Ma chère amante. Souvent, je te sens gourmande, et mes élans n'arrivent pas à t'étourdir jusqu'à plus soif. Ton corps, l'excitation de cette luxure, les fragrances du stupre, nos sueurs mélangées ... tout de toi m'enveloppe d'un bourdonnement des sens qui me fait perdre pied bien trop rapidement. Je t'ai à peine fait fondre 2 fois, que je flanche, que je fond, que je t'inonde de mes nectars comme nos corps glissant l'un sur l'autre après le mélange de nos sueurs. Et comme tu n'aimes ni mes baisers, ni mes grandes mains ... Je n'ai pas d'autre échappatoire que de m'effondrer au fond de ton puits en rugissant.Aussi, j'aime venir à toi après avoir purifié l'animal qui est en moi. Je suis aussi vaillant, mais ton corps ne me mets plus dans l'embarras. Je peux arpenter ton antre des heures durant, laissant libre court à des impulsions, accélérations, percussions ... dignes d'un étalon.

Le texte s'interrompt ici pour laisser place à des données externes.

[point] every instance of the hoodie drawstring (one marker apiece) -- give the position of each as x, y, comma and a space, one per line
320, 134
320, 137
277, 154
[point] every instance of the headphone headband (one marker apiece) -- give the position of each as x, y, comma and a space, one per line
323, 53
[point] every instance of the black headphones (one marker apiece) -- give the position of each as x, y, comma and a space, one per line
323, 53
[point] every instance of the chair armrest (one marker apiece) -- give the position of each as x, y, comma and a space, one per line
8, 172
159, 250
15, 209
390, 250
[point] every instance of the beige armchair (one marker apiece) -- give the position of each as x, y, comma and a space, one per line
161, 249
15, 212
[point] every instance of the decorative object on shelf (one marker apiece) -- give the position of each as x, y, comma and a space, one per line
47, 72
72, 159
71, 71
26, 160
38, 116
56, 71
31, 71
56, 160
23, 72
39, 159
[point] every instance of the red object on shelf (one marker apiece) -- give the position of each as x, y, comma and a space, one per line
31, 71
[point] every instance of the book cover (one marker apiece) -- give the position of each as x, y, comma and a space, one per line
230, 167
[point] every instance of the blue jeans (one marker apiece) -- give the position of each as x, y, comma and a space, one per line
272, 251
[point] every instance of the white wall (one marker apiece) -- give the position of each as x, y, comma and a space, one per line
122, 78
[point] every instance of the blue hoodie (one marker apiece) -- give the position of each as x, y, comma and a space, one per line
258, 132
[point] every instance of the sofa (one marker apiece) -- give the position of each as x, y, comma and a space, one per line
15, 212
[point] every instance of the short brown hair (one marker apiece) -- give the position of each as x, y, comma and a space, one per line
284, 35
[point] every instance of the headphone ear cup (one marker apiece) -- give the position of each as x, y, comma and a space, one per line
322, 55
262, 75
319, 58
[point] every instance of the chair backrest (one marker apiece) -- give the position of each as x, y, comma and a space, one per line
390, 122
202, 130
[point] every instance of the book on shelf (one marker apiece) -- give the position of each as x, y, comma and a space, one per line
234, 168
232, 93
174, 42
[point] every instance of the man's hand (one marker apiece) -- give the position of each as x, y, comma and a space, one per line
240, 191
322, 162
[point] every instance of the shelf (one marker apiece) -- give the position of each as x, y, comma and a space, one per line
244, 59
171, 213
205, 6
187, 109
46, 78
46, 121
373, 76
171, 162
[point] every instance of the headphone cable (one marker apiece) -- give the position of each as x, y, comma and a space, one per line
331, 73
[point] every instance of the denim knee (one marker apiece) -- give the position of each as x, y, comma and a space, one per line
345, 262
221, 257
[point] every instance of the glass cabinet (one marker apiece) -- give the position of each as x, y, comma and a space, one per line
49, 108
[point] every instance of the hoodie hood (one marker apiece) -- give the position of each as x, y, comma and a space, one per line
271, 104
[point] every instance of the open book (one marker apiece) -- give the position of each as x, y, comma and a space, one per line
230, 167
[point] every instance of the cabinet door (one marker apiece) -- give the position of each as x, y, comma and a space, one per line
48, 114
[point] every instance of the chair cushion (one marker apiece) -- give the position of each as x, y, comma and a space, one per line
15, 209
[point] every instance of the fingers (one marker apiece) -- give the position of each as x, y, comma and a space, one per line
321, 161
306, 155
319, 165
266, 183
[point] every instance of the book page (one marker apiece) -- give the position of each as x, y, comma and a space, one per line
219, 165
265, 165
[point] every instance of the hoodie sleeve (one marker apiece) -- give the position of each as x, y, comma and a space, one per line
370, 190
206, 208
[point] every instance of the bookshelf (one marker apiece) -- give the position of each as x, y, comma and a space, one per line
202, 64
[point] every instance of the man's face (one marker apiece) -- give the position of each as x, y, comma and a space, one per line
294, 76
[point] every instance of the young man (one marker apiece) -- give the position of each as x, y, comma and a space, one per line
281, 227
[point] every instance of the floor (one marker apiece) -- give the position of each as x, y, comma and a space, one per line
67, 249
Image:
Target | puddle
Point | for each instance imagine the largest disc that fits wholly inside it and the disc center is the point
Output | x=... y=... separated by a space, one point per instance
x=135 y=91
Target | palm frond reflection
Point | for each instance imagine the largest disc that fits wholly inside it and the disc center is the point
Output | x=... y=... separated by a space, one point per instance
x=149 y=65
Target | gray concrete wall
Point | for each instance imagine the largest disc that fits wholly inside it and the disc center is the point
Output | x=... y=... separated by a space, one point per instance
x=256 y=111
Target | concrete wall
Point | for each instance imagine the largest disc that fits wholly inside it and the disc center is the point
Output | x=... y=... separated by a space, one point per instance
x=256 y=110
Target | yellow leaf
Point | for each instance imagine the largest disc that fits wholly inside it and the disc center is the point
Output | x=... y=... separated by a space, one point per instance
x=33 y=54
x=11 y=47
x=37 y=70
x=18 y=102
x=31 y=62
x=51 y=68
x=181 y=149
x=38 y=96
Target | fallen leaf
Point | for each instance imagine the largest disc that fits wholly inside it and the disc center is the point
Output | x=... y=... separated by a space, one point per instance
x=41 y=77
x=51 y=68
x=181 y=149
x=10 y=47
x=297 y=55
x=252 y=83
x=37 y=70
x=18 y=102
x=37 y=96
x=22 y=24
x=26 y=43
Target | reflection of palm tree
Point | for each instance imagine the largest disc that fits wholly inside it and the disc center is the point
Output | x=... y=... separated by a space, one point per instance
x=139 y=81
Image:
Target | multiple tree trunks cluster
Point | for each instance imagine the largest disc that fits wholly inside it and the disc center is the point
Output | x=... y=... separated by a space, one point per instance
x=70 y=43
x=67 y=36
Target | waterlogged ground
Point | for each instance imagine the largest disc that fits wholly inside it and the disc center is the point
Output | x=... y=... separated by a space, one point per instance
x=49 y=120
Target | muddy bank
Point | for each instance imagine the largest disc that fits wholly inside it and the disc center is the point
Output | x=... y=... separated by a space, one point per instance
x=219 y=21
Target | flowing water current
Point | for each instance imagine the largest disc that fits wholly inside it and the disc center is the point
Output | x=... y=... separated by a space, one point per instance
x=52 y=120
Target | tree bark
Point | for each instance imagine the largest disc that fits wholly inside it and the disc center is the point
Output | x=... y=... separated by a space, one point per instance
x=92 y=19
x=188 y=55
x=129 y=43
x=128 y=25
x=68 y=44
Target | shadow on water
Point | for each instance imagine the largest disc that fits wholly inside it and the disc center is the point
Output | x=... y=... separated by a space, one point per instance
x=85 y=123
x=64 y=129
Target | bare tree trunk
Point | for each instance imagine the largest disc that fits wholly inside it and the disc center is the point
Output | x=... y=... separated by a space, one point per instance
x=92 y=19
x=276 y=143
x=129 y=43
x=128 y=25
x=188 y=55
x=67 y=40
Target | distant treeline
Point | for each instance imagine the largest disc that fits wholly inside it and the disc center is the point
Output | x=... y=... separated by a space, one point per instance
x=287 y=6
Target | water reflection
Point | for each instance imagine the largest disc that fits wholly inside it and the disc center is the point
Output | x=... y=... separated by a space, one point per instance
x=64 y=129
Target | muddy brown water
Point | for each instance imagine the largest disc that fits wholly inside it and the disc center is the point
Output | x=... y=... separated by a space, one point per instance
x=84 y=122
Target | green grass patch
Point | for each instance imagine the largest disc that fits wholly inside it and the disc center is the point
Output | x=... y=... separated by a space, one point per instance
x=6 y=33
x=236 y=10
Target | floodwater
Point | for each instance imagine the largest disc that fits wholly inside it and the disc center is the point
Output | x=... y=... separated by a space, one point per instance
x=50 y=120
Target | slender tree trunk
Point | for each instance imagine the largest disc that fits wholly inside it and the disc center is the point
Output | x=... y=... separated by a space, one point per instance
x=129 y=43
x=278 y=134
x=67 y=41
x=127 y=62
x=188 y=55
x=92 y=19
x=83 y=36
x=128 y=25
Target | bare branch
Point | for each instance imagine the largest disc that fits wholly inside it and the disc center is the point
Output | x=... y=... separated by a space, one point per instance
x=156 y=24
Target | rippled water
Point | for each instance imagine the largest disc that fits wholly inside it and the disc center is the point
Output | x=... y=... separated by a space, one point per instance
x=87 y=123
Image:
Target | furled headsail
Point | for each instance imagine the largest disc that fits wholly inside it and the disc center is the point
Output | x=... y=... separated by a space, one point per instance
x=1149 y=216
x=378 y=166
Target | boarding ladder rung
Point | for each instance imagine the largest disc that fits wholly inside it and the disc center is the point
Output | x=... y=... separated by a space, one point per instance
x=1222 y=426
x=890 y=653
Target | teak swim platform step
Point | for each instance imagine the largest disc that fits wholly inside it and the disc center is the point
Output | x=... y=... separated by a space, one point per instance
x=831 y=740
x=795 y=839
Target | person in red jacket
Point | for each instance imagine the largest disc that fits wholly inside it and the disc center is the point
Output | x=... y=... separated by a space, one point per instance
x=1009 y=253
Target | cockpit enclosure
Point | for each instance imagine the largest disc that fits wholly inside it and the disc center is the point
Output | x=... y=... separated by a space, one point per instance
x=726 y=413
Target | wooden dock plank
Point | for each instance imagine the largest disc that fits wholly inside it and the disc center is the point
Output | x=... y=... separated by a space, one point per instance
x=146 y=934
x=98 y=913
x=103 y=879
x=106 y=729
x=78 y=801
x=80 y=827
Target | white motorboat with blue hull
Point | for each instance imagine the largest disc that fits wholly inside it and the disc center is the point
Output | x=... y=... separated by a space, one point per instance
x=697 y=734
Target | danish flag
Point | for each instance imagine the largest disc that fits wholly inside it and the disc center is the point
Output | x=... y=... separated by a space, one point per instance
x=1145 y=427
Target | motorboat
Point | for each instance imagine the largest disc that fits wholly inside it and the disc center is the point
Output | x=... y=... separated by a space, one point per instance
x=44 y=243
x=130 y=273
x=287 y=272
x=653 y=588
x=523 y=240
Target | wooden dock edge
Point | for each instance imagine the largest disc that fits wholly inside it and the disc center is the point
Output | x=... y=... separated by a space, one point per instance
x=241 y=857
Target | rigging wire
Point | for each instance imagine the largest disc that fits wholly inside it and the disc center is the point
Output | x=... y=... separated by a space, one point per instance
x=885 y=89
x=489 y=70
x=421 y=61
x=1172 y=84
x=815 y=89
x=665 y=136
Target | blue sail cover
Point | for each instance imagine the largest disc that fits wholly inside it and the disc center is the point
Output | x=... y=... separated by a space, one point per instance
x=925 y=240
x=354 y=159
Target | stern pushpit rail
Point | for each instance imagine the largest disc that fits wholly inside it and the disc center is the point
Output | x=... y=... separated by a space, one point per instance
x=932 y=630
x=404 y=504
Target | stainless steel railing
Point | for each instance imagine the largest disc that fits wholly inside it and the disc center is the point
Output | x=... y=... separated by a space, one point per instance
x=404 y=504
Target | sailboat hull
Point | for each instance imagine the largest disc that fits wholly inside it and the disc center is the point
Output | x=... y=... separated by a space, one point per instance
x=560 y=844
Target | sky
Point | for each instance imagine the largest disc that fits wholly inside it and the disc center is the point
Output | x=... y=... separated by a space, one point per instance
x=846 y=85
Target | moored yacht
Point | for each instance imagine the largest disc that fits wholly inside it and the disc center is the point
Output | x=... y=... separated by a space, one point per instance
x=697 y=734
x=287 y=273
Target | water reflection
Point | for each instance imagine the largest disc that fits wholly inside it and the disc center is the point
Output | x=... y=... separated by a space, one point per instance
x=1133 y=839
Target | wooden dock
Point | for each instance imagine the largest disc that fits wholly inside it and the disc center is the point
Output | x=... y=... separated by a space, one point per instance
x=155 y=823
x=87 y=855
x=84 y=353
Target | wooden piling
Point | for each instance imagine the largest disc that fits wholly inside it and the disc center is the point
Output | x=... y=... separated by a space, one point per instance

Tu gémis entre plaisir et agonie, dans une abondance de cris que tu dégorges à chacun de mes coups du butoir. Ton corps suinte contre le mien, et ton triangle fuit de ton délicieux élixir qui accueille mes élans. Puis, quand ton corps est épuisé, courbaturé, brisé en mille morceaux, quand ton esprit ne sait plus d'où vient le plaisir, la pression, l'envahissement, et que l'abandon ultime te met dans un état comateux ... alors, j'écoute mes sens, et je rugis à mon tour.
Elle :Oh putain, j'adore quand tu me baises. Surtout quand tu me pénètres et que ton corps lourd pèse sur le mien. J'aime quand ton sexe cogne tout au fond, je crie comme une chienne, tout l'immeuble sait qu'on baise.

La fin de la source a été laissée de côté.